We have a multi-socket system composed of 16 DDR4 of 32 GB each. All the computation and transfer are done locally and I do not think there is a host activity that keeps the system memory controller busy. Do you know if there is a better way to check beside “top” or “htop”?
The throughput it is indeed in GB/s as you correctly said. The strange thing is that for the first hundred steps, the throughput between pinned to pageable memory is very high and acting normally. However, after that, the performance drastically decreases and never gets back to what it was before the loss.
For copying the pinned to pageable memory we tried multiple functions: std::memcpy, std::memmov, std::mempcpy, and cudaMemcpyAsync with cudaMemcpyHostToHost.
Given that you are using a multi-socket system, are you using numactl to bind CPUs and memory? Your description “all the computation and transfer are done locally” seems to suggest it.
The only mechanism I can think of that would drop the copy throughput by a factor of ten is some form of thrashing. Just to make sure: Have you confirmed that no swapping of memory to disk occurs? I am not sure why you would see the kind of temporal cliff you describe. Does this performance cliff always occur after exactly 100 steps?
What are the actual CPUs (vendor, model) used in this system?
Can you reveal any details of the software function used to perform the bulk copy between the pinned buffer and pagable memory?

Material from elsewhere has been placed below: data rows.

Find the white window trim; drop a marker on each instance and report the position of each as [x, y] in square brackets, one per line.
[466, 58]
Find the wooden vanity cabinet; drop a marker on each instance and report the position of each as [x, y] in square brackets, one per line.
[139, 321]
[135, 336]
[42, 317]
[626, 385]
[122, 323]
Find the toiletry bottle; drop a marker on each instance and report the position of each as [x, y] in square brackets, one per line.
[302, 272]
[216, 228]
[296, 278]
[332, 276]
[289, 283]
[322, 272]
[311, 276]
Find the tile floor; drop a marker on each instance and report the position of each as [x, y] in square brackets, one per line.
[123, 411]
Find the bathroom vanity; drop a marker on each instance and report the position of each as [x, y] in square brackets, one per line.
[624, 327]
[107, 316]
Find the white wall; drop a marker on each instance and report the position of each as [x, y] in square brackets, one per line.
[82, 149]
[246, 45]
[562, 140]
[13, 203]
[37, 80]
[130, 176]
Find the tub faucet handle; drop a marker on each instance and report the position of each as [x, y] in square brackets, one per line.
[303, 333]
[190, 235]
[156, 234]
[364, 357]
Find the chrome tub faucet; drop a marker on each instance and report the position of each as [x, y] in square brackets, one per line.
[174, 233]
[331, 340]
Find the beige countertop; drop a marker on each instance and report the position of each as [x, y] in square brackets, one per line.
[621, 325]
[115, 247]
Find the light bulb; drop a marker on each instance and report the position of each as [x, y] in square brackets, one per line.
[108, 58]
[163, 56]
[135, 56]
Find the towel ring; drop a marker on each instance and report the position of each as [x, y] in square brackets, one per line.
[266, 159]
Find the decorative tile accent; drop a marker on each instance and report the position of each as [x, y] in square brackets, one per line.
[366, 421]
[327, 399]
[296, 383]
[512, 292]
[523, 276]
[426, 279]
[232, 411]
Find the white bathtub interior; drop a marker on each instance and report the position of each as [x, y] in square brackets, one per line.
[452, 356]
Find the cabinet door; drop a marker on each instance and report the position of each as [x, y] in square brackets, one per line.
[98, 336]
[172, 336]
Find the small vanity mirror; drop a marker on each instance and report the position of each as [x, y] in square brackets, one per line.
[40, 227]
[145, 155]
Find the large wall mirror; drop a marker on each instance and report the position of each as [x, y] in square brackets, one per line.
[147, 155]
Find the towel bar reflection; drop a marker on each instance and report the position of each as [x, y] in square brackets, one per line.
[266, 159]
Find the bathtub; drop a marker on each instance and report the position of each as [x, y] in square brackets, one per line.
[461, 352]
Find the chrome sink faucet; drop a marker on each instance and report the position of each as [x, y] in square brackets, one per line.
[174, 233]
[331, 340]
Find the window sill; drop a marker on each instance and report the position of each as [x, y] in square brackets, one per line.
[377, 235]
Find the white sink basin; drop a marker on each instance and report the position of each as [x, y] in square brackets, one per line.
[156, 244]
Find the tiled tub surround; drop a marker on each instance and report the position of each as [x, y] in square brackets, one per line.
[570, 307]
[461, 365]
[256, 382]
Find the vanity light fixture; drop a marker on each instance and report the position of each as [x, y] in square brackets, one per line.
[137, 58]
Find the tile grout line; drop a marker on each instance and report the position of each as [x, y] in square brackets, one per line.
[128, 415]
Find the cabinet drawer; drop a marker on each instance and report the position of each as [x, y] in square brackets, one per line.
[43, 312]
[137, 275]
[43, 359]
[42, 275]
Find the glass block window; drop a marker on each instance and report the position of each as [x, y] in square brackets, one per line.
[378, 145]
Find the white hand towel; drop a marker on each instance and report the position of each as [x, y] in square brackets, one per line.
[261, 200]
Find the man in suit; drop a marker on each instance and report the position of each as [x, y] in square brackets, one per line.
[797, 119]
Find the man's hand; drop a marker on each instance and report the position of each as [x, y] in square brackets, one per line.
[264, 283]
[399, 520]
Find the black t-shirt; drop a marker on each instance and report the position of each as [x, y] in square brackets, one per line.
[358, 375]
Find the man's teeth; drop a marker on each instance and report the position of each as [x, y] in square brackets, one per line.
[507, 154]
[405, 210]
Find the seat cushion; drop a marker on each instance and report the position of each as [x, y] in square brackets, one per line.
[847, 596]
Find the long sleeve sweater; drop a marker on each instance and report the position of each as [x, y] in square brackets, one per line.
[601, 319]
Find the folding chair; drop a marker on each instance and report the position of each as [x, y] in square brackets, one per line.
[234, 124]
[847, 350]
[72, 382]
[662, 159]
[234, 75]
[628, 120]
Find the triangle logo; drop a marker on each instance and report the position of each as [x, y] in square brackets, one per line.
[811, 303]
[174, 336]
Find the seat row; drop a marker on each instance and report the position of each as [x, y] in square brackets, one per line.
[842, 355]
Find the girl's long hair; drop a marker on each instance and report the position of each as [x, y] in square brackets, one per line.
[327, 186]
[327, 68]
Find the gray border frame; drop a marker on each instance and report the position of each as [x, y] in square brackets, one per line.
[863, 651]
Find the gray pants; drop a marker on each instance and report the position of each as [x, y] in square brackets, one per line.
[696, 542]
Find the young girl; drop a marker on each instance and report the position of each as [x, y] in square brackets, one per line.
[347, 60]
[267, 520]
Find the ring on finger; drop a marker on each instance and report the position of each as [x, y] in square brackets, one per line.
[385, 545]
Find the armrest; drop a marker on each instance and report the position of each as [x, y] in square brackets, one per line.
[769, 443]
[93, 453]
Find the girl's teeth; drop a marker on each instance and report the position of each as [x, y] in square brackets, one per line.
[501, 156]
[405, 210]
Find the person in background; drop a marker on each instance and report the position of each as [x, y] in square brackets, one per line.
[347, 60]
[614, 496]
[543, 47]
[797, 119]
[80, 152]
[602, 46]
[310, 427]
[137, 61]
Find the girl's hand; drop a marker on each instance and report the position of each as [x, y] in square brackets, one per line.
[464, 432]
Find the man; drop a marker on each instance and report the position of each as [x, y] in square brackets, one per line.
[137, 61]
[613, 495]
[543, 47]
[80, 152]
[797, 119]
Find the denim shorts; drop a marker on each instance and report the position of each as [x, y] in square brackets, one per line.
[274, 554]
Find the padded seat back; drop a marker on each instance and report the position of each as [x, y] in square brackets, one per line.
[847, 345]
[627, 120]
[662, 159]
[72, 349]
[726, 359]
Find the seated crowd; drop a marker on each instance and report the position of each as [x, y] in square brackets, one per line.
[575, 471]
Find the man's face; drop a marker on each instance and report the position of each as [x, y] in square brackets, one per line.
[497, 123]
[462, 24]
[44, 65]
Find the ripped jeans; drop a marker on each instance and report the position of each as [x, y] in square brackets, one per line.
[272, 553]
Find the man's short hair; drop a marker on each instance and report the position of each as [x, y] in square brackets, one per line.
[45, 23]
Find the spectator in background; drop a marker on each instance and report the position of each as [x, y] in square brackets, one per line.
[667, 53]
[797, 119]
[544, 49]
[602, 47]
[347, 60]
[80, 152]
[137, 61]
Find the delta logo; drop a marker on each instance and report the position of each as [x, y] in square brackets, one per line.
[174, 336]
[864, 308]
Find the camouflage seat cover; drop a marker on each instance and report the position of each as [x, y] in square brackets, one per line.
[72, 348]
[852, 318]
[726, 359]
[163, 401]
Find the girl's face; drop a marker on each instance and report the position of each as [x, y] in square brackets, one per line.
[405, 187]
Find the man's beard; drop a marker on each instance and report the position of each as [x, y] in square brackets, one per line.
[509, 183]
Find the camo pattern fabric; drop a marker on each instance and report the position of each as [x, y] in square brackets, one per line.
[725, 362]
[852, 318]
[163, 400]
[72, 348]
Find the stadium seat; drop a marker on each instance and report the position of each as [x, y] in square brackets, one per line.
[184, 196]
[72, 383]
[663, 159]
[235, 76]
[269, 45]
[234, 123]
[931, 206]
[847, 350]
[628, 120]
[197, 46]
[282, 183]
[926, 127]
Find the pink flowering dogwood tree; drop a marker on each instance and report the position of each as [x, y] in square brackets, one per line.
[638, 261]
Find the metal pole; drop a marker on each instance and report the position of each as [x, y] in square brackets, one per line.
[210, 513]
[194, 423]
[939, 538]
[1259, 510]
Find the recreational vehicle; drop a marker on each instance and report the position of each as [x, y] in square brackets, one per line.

It does not look like the memory is being swapped as the application is running, and the performance loss does not occur at a predictable step of the processing flow.
The CPU is the following : Intel(R) Xeon(R) Gold 6126 CPU @ 2.60GHz
For the memory copy, we are simply doing the following:
std::memcpy(pageableMem+(ichunk-1)*chunkSize, pinMem, chunkSize*sizeof(double));
*headscratch* Nothing jumps out at me right now. It has been a long time since I last investigate copy performance in detail. Back then, for large bulk copies, it was all about prefetching, non-temporals stores, TLB priming etc., etc. I would assume by now standard libraries have all of that magic built-in and then some.
Are you running on bare metal or inside a virtual machine of some sort?
I assume you have already double checked your measurement methodology to make sure that the time reported for the bulk copies really is spent copying, and does not include mis-attributed time spent elsewhere?
At the end, we simply allocate the entire data to be processed as pinned memory. It is not the most portable solution, but it fixed the issue with the memory bandwidth problem since we avoid the HostToHost copy altogether.